Examining the Elephant – MLA ’13 Recap

May 15, 2013 at 7:12 pm | Posted in Professional Development | Leave a comment

Once again, there were too many interesting sessions, and it was difficult to decide which ones to attend.  But, being a human that can be only in one place at one time, I had to make some difficult decisions.  I chose to attend some of the alternative programming presented by our conference partners, and will listen to the recordings of the traditional presentations I missed. One session I particularly enjoyed was sponsored by the International Conference of Animal Health Information Specialists (ICAHIS), entitled Examining the Elephant: the Many Views of One Health.  It was presented by Gary Vroegindeway who is the director of Global Health Initiatives at the University of Maryland.  The title of the talk was taken from the old Indian story of several blind men who each examined a different part of an elephant, and formed their own opinion if what an elephant looked like.  This concept reflects the various definitions, or lenses as Dr. Vroegindeway calls them, of One Health.  I must admit that I was not familiar with the concept, thinking that the title of this year’s MLA conference (One Health: Information in an Interdependent World) was a nod to the international scope of the attendees.

Dr.
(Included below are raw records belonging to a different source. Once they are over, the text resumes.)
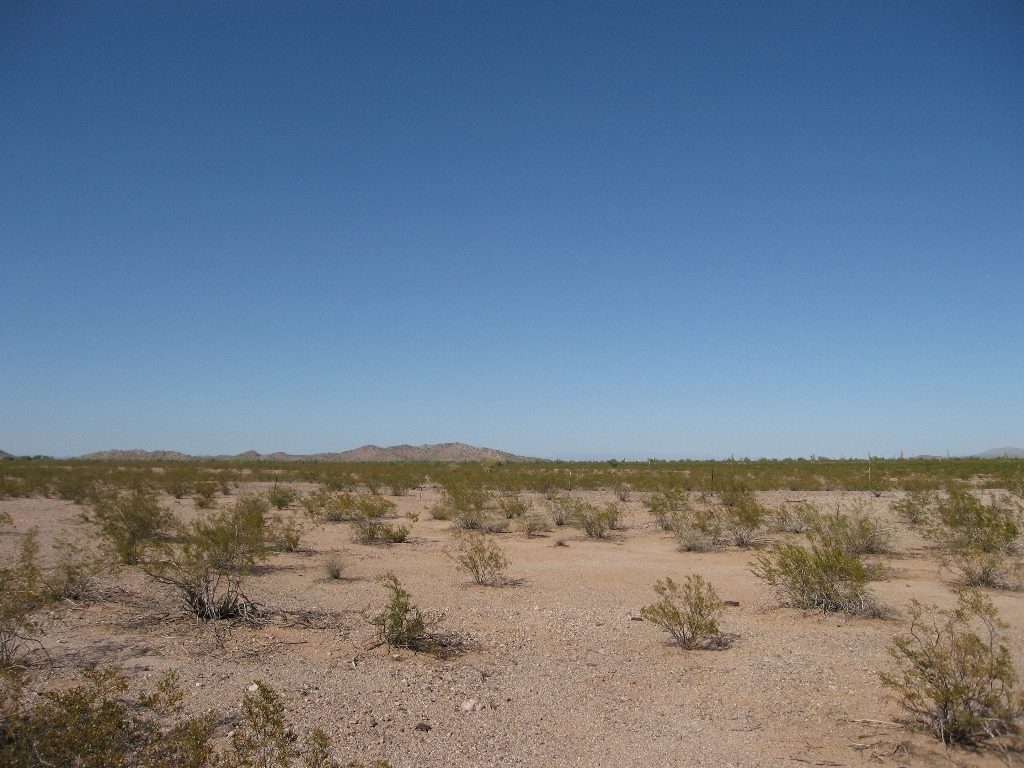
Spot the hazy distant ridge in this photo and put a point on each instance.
(444, 452)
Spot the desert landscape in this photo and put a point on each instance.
(553, 659)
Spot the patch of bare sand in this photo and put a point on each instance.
(564, 674)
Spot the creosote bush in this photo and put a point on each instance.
(595, 521)
(22, 592)
(689, 612)
(532, 523)
(955, 681)
(335, 565)
(282, 496)
(816, 578)
(699, 530)
(102, 724)
(400, 624)
(978, 540)
(132, 523)
(480, 557)
(215, 553)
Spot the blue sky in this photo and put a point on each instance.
(679, 230)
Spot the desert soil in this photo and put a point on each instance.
(559, 669)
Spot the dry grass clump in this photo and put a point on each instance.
(700, 530)
(212, 558)
(689, 612)
(101, 724)
(979, 541)
(595, 521)
(667, 506)
(958, 684)
(817, 578)
(480, 557)
(22, 592)
(132, 523)
(400, 624)
(534, 523)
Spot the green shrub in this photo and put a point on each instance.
(698, 531)
(215, 553)
(514, 506)
(477, 555)
(955, 682)
(400, 624)
(285, 534)
(262, 739)
(22, 592)
(858, 534)
(743, 518)
(131, 524)
(281, 496)
(688, 612)
(979, 541)
(532, 523)
(100, 724)
(814, 578)
(204, 493)
(794, 518)
(666, 507)
(96, 725)
(595, 521)
(914, 507)
(76, 568)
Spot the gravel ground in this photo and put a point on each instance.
(559, 672)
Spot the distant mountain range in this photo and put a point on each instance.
(445, 452)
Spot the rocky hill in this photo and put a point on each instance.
(444, 452)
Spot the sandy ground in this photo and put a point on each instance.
(565, 674)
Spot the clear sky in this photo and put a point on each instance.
(576, 229)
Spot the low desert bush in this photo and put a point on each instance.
(22, 593)
(913, 508)
(480, 557)
(561, 508)
(858, 534)
(979, 541)
(460, 500)
(514, 506)
(794, 518)
(532, 523)
(213, 556)
(131, 524)
(815, 578)
(595, 521)
(699, 530)
(334, 565)
(667, 507)
(742, 519)
(689, 612)
(204, 493)
(400, 624)
(955, 675)
(282, 497)
(101, 723)
(76, 569)
(285, 534)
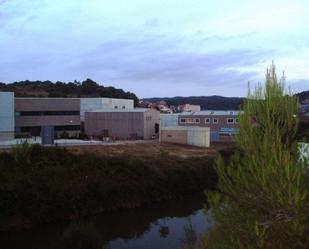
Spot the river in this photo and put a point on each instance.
(168, 225)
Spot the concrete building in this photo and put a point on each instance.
(7, 117)
(139, 123)
(90, 104)
(31, 114)
(223, 124)
(304, 112)
(168, 120)
(189, 108)
(197, 136)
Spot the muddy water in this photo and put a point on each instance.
(168, 225)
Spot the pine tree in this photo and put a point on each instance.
(262, 199)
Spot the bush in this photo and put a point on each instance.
(81, 236)
(44, 184)
(263, 199)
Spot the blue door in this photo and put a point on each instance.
(214, 136)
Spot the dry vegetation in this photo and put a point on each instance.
(149, 150)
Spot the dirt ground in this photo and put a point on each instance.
(150, 149)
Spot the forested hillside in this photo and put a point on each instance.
(87, 88)
(206, 102)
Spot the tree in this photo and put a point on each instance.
(262, 199)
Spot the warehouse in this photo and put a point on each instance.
(7, 117)
(223, 124)
(197, 136)
(139, 123)
(63, 114)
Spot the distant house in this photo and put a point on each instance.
(139, 123)
(189, 108)
(223, 124)
(304, 111)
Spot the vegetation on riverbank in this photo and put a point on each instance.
(45, 184)
(263, 197)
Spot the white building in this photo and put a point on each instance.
(189, 108)
(7, 116)
(91, 104)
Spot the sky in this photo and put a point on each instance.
(156, 48)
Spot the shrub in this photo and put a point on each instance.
(263, 199)
(81, 236)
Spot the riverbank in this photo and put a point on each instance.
(45, 184)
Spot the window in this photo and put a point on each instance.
(190, 120)
(48, 113)
(230, 120)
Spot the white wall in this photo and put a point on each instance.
(7, 115)
(91, 104)
(304, 152)
(199, 136)
(168, 120)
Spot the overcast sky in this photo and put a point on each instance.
(156, 47)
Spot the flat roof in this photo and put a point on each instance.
(213, 113)
(121, 110)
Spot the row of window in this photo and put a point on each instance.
(47, 113)
(207, 120)
(57, 128)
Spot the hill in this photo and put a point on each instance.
(206, 102)
(213, 102)
(87, 88)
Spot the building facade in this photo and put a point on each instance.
(31, 114)
(189, 108)
(7, 116)
(90, 104)
(139, 123)
(197, 136)
(223, 124)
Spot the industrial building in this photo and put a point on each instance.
(189, 108)
(169, 120)
(29, 116)
(89, 104)
(139, 123)
(7, 116)
(197, 136)
(223, 125)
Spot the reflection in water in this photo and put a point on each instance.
(190, 236)
(167, 225)
(164, 231)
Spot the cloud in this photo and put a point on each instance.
(163, 60)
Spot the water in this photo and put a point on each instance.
(166, 225)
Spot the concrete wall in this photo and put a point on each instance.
(220, 131)
(92, 104)
(34, 121)
(151, 118)
(168, 120)
(304, 152)
(199, 136)
(47, 104)
(7, 116)
(123, 125)
(173, 136)
(196, 136)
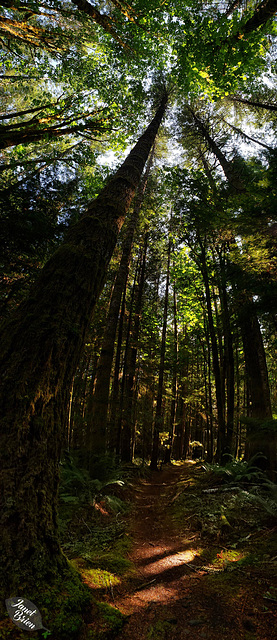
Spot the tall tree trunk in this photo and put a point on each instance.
(172, 425)
(261, 437)
(254, 103)
(102, 386)
(227, 167)
(131, 358)
(158, 414)
(40, 349)
(215, 358)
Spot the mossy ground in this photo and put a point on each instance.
(94, 541)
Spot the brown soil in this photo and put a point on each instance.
(171, 595)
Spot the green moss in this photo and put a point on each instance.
(112, 562)
(99, 578)
(108, 623)
(159, 630)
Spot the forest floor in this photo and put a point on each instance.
(198, 572)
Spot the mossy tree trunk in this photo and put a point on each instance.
(158, 415)
(99, 414)
(40, 348)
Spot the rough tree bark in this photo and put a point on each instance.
(40, 348)
(98, 418)
(158, 414)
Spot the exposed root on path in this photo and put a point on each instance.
(174, 593)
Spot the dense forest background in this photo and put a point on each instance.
(179, 356)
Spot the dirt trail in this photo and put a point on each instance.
(171, 596)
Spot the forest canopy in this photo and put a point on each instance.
(138, 256)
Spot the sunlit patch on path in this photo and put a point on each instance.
(172, 594)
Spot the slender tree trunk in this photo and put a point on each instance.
(158, 414)
(254, 103)
(215, 358)
(40, 349)
(261, 437)
(172, 425)
(229, 360)
(102, 387)
(128, 392)
(263, 12)
(227, 167)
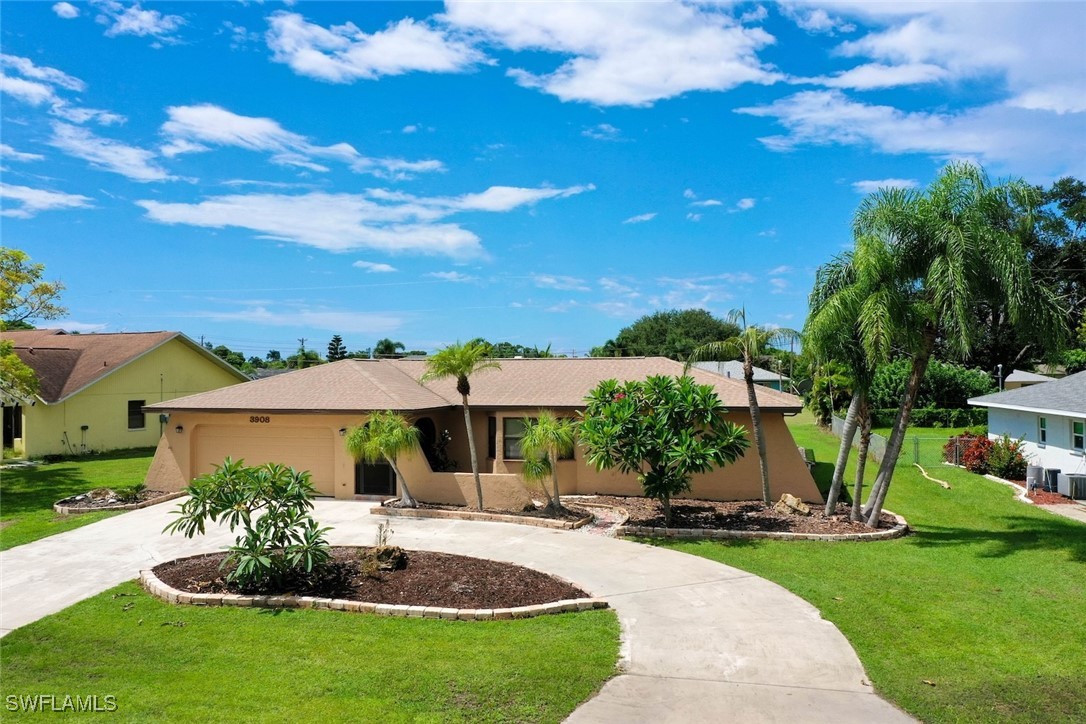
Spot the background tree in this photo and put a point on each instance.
(748, 344)
(665, 430)
(461, 362)
(923, 259)
(24, 296)
(387, 347)
(337, 350)
(546, 440)
(674, 334)
(386, 436)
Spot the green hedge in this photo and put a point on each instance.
(933, 417)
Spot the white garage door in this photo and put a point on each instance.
(302, 448)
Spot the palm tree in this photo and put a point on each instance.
(546, 440)
(386, 435)
(923, 261)
(752, 342)
(461, 362)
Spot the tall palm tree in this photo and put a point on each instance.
(923, 261)
(752, 342)
(546, 440)
(461, 362)
(386, 435)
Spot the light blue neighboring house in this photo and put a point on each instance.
(1050, 419)
(733, 369)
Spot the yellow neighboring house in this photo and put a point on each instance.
(93, 389)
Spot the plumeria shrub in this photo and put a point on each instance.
(272, 503)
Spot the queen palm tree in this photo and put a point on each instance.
(461, 362)
(386, 436)
(546, 440)
(752, 342)
(923, 261)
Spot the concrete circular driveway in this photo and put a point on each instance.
(702, 642)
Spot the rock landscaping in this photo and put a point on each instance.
(422, 580)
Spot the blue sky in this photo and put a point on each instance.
(539, 173)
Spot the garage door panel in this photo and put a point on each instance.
(302, 448)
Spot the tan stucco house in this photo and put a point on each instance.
(92, 389)
(300, 419)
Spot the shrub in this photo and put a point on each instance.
(1006, 459)
(281, 542)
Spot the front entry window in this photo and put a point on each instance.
(374, 479)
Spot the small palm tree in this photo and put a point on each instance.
(386, 436)
(546, 440)
(752, 342)
(461, 362)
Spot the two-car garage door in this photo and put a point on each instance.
(302, 448)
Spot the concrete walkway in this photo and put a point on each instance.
(702, 642)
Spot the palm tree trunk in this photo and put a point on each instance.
(861, 462)
(897, 434)
(759, 439)
(475, 458)
(846, 445)
(405, 497)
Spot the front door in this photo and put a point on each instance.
(374, 479)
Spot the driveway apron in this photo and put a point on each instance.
(702, 642)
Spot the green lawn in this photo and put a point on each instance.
(27, 494)
(228, 664)
(986, 600)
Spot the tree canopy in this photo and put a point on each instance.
(674, 333)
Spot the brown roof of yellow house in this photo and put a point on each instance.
(66, 364)
(373, 384)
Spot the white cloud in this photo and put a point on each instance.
(871, 76)
(136, 21)
(603, 131)
(374, 267)
(644, 53)
(65, 10)
(39, 86)
(133, 162)
(344, 53)
(390, 221)
(32, 201)
(562, 282)
(12, 154)
(196, 128)
(455, 277)
(873, 185)
(1015, 138)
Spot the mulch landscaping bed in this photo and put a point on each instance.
(429, 579)
(104, 497)
(1045, 498)
(568, 512)
(737, 516)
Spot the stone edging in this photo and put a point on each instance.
(475, 515)
(75, 510)
(900, 529)
(171, 595)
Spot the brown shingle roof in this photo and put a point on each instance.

Vroegindeway defines One Health as “a collaborative effort of multiple disciplines to obtain optional health for people, animals and the environment” This is not a new concept, going as far back as Hippocrates’ comments on public health and Rudolph Virchow’s view that there is no dividing line between animal and human medicine.  One Health is evolving from a concept into a discipline, with courses being offered at various institutions.  The CDC has a page on their website (http://www.cdc.gov/ONEHEALTH/) as does the USDA (http://www.aphis.usda.gov/animal_health/one_health/).  More information may be found at the One Health Initiative website (http://www.onehealthinitiative.com/index.php).  Several libraries including the University of Wisconsin-Madison, have developed LibGuides on the topic. (http://researchguides.library.wisc.edu/onehealth). 

Some of the lenses that provide definitions of One Health are

  • translational and comparative medicine: what we learn from one species that can be translated into another
  • zoonotic diseases: passed between animals and humans
  • wildlife/environment: the impact of intensive livestock production or disappearing wildlife species on the environment and human health

There is a lot of discussion about what One Health is, but not enough is being done to further the cause.  Some barriers to action are legal, political, financial, and cultural. 

Dr. Vroenindeway concluded by encouraging us to view One Health through a broad lens, looking the holistic view of how wildlife, domestic animals, and humans interact with the environment and how this interaction affects the health and wellbeing of all parties.

I would like to thank NAHSL for allowing me to attend MLA 13.